Important parameters:
- `numIterations`:  equal to the number of trees in the ensemble.  More trees means longer runtime but also better performance up to a point.
- `learningRate`:  how quickly the model adapts on each iteration. A smaller value may help the algo have better performance, but at the cost of additional runtime.
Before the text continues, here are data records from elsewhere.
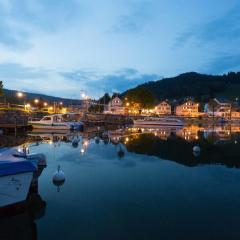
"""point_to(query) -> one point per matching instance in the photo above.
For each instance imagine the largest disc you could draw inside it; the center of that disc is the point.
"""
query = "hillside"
(11, 96)
(199, 86)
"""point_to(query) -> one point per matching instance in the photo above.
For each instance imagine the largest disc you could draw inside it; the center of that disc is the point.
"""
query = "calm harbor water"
(133, 184)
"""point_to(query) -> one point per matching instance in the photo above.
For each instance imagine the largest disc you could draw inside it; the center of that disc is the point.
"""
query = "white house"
(163, 108)
(219, 108)
(115, 106)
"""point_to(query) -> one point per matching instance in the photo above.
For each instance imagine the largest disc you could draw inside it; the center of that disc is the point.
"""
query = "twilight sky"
(61, 47)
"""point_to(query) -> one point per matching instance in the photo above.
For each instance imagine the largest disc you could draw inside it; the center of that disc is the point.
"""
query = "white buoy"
(75, 142)
(196, 149)
(58, 178)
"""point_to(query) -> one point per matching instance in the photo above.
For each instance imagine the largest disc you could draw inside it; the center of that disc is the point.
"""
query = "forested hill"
(196, 85)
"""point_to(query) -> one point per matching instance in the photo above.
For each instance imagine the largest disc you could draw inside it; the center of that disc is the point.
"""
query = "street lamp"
(20, 94)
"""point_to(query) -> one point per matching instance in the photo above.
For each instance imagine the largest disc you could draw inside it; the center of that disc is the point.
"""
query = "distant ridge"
(11, 96)
(199, 86)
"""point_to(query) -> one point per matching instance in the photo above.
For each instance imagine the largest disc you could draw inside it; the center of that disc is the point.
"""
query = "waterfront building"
(115, 106)
(219, 108)
(163, 108)
(188, 109)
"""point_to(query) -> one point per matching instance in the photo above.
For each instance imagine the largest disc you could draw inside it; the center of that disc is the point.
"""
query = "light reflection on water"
(132, 183)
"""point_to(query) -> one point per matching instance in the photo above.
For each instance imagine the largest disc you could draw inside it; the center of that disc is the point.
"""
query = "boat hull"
(157, 123)
(14, 188)
(50, 126)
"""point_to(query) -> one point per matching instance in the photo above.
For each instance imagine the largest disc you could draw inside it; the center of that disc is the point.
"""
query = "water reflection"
(219, 144)
(113, 182)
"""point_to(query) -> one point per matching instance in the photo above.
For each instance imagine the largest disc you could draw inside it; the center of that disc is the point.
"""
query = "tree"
(141, 96)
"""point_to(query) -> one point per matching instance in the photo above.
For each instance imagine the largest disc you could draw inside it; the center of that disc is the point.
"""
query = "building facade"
(115, 106)
(219, 108)
(163, 108)
(188, 109)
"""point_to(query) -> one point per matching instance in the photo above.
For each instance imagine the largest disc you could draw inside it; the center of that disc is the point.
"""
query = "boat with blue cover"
(16, 175)
(56, 122)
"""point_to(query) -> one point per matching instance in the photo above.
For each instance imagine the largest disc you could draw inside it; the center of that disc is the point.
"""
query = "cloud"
(136, 16)
(20, 20)
(96, 83)
(219, 31)
(69, 84)
(223, 63)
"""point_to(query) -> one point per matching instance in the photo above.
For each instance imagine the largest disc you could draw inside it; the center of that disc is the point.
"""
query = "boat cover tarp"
(16, 167)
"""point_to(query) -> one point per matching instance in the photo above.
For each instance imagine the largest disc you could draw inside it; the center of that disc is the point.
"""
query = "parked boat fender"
(196, 149)
(58, 177)
(75, 142)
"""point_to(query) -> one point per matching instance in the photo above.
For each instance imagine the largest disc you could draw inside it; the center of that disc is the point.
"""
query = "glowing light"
(20, 94)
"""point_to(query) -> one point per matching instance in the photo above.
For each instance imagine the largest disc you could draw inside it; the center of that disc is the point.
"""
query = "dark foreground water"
(136, 184)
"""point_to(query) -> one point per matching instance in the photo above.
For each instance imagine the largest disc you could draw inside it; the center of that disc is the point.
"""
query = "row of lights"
(36, 101)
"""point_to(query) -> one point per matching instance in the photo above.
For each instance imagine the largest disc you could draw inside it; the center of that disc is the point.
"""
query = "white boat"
(16, 175)
(155, 121)
(55, 122)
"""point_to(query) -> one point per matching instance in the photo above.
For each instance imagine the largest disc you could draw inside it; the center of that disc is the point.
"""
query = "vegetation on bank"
(202, 87)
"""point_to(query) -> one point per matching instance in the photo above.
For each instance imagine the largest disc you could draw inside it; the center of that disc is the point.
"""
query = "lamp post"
(21, 95)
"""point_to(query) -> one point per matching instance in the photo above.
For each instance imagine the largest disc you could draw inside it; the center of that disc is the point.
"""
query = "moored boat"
(155, 121)
(16, 175)
(55, 122)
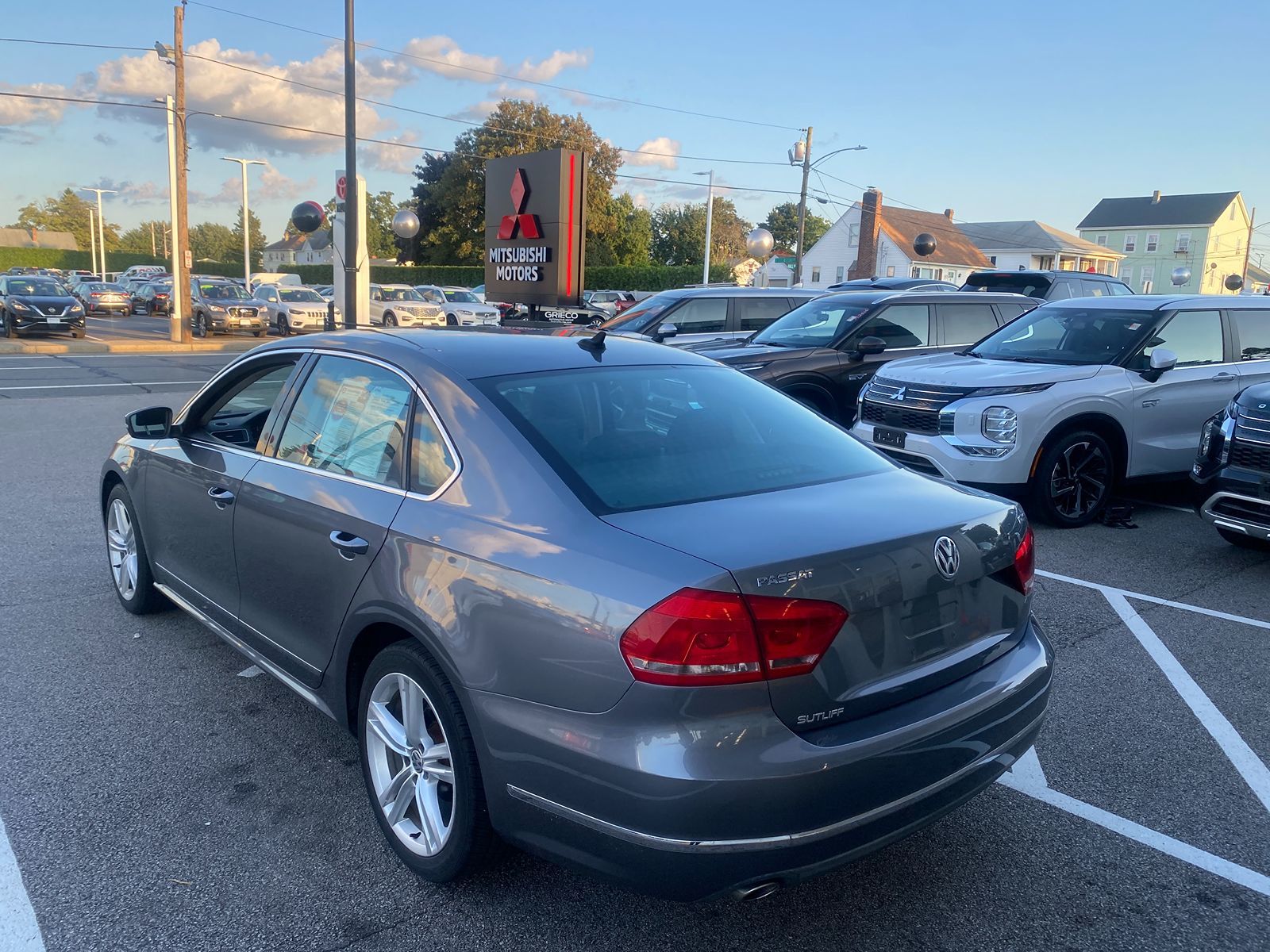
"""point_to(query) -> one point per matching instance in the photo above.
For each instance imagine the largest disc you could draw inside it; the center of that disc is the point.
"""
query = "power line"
(491, 73)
The documentation recommends NOT tuning this param.

The method `runWithValidation` can help mitigate overfitting.  It takes a training RDD and a validation RDD.

The training is stopped when the improvement in the validation error is not more than a certain tolerance (supplied by the `validationTol` argument in `BoostingStrategy`).

**GBT Example: load data/train model/predict**

In [39]:
from pyspark.mllib.tree import GradientBoostedTrees
from pyspark.mllib.util import MLUtils

data = MLUtils.loadLibSVMFile(sc, 'sample_libsvm_data.txt')
data.take(2)

In [40]:
# Split the data into training and test sets (30% held out for testing)
(trainingData, testData) = data.randomSplit([0.7, 0.3])

In [43]:
# Train a GradientBoostedTrees model.
model = GradientBoostedTrees.trainClassifier(trainingData, categoricalFeaturesInfo={}, numIterations=10)

In [45]:
# Evaluate model on test instances and compute test error
predictions = model.predict(testData.map(lambda x: x.features))
labelsAndPredictions = testData.map(lambda lp: lp.label).zip(predictions)
testErr = labelsAndPredictions.filter(
    lambda lp: lp[0] != lp[1]).count() / float(testData.count())
print('Test Error = ' + str(testErr))

**TRY FOR YOURSELF (UNGRADED EXERCISES)**

1) Copy the LogReg code from above into the cell below.  
   Make the following changes:   
   i) include an intercept  
   ii) change iterations to 200  
   iii) compute and output the accuracy  
   iv) output the intercept estimate  

2) Copy the Naive Bayes code from above into the cell below.  
Run the code with at least 3 different values for the smoothing parameter.  How does the parameter affect accuracy?

3) Copy the GradientBoostedTrees code from above into the cell below.  
i) Run the code for different values for `numIterations`. Do you notice any relationship with the test error?  
ii) Run the code for different values for `learningRate`. Do you notice any relationship with the test error?  
iii) Given a slower `learningRate`, a larger number of iterations is generally needed to get the same test error.  Do you find this to be true?